When I was a young man, before I had discovered the glorious grace of our Lord Jesus Christ, I used sometimes to grieve for hours over all the things I loved, the familiar beauty of the trees and the birds, the strange wonders of deep space and human love, feeling that they were all in the end meaningless, since they would fall through decay into nothing. Now I know better, my heart sings every time I think of the things Henri Nouwen is writing about here!
Our short lives on earth are sowing time. If there were no resurrection of the dead, everything we live on earth would come to nothing. How can we believe in a God who loves us unconditionally if all the joys and pains of our lives are in vain, vanishing in the earth with our mortal flesh and bones? Because God loves us unconditionally, from eternity to eternity, God cannot allow our bodies - the same as that in which Jesus, his Son and our savior, appeared to us - to be lost in final destruction.

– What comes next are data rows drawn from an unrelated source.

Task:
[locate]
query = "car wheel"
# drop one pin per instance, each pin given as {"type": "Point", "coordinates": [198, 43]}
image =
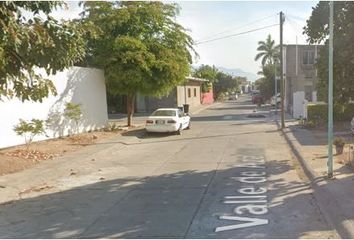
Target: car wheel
{"type": "Point", "coordinates": [179, 131]}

No, life on earth is the time when the seeds of the risen body are planted. Paul says: "What is sown is perishable, but what is raised is imperishable; what is sown is contemptible but what is raised is glorious; what is sown is weak, but what is raised is powerful; what is sown is a natural body, and what is raised is a spiritual body" (1 Corinthians 15:42-44). This wonderful knowledge that nothing we live in our bodies is lived in vain holds a call for us to live every moment as a seed of eternity.
The wonderful knowledge, that nothing we live in our body is lived in vain, holds a call for us to live every moment as a seed of eternity.